Lecture 04: Introduction to Multiprocessing

New system call: fork
- The reason that the parent and its child get different return values from fork is twofold:
  - It differentiates them. It is almost a certainty that the parent and child will have different objectives after the fork, and it is useful for a process to know whether it is the parent or the child.
  - It is useful for the parent to know its child's pid. There is no other way for a parent to easily get its children's process ids (if a child wants to get its parent's pid, it can call getppid)
- Here's a simple program that knows how to spawn new processes. It uses the system calls fork, getpid, and getppid. The full program can be viewed right here.

int main(int argc, char *argv[]) {
  printf("Greetings from process %d! (parent %d)\n", getpid(), getppid());
  pid_t pid = fork();
  assert(pid >= 0);
  printf("Bye-bye from process %d! (parent %d)\n", getpid(), getppid());
  return 0;
}

Lecture 04: Introduction to Multiprocessing

Here is the output of two consecutive runs of the program:

myth60$ ./basic-fork 
Greetings from process 29686! (parent 29351)
Bye-bye from process 29686! (parent 29351)
Bye-bye from process 29687! (parent 29686)

myth60$ ./basic-fork 
Greetings from process 29688! (parent 29351)
Bye-bye from process 29688! (parent 29351)
Bye-bye from process 29689! (parent 29688

There are a couple of things to note about this program:
- The original process has a parent, which is the shell -- that is the program that you run in the terminal.
- The ordering of the parent and child output is nondeterministic.

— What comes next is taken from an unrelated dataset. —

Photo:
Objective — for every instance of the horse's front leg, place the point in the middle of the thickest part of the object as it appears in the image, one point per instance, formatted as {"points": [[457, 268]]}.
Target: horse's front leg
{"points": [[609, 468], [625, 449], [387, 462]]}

Sometimes the parent prints first, and sometimes the child prints first.

int main(int argc, char *argv[]) {
  printf("Greetings from process %d! (parent %d)\n", getpid(), getppid());
  pid_t pid = fork();
  assert(pid >= 0);
  printf("Bye-bye from process %d! (parent %d)\n", getpid(), getppid());
  return 0;
}

Lecture 04: Introduction to Multiprocessing

fork is called once, but it returns twice.
- fork knows how to clone the calling process, synthesize a virtually identical copy of it, and schedule the copy as if it were running all along.
  - All segments (data, bss, init, stack, heap, text) are faithfully replicated.
  - All open file descriptors are replicated, and these copies are donated to the clone.
- As a result, the output of our program is the output of two processes.
  - We should expect to see a single greeting but two separate bye-byes.
  - Each bye-bye is inserted into the console by two different processes. The OS's process scheduler dictates whether the child or the parent gets to print its bye-bye first.
- getpid and getppid return the process id of the caller and the process id of the caller's parent, respectively.

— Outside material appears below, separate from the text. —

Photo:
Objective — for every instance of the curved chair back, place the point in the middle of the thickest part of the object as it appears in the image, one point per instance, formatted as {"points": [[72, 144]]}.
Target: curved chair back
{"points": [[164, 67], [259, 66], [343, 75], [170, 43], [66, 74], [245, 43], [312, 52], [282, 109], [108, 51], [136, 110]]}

Lecture 04: Introduction to Multiprocessing

You might be asking yourself, How do I debug two processes at once? This is a very good question! gdb has built-in support for debugging multiple processes, as follows:
- set detach-on-fork off
  - This tells gdb to capture any fork'd processes, though it pauses them upon the fork.
- info inferiors
  - This lists the processes that gdb has captured.
- inferior X
  - Switch to a different process to debug it.
- detach inferior X
  - Tell gdb to stop watching the process, and continue it
- You can see an entire debugging session on the basic-fork program right here.

Lecture 04: Introduction to Multiprocessing

Differences between parent calling fork and child generated by it:
- The most obvious difference is that each gets a unique process id. That's important. Otherwise, the OS can't tell them apart.
- Another key difference: fork's return value in the two processes
  - When fork returns in the parent process, it returns the pid of the new child
  - When fork returns in the child process, it returns 0. Again, that isn't to say the child's pid is 0, but rather that fork elects to return a 0 as a way of allowing the child process to easily self-identify as the child process.
  - The return value can be used to dispatch each of the two processes in a different direction (although in this introductory example, we don't do that).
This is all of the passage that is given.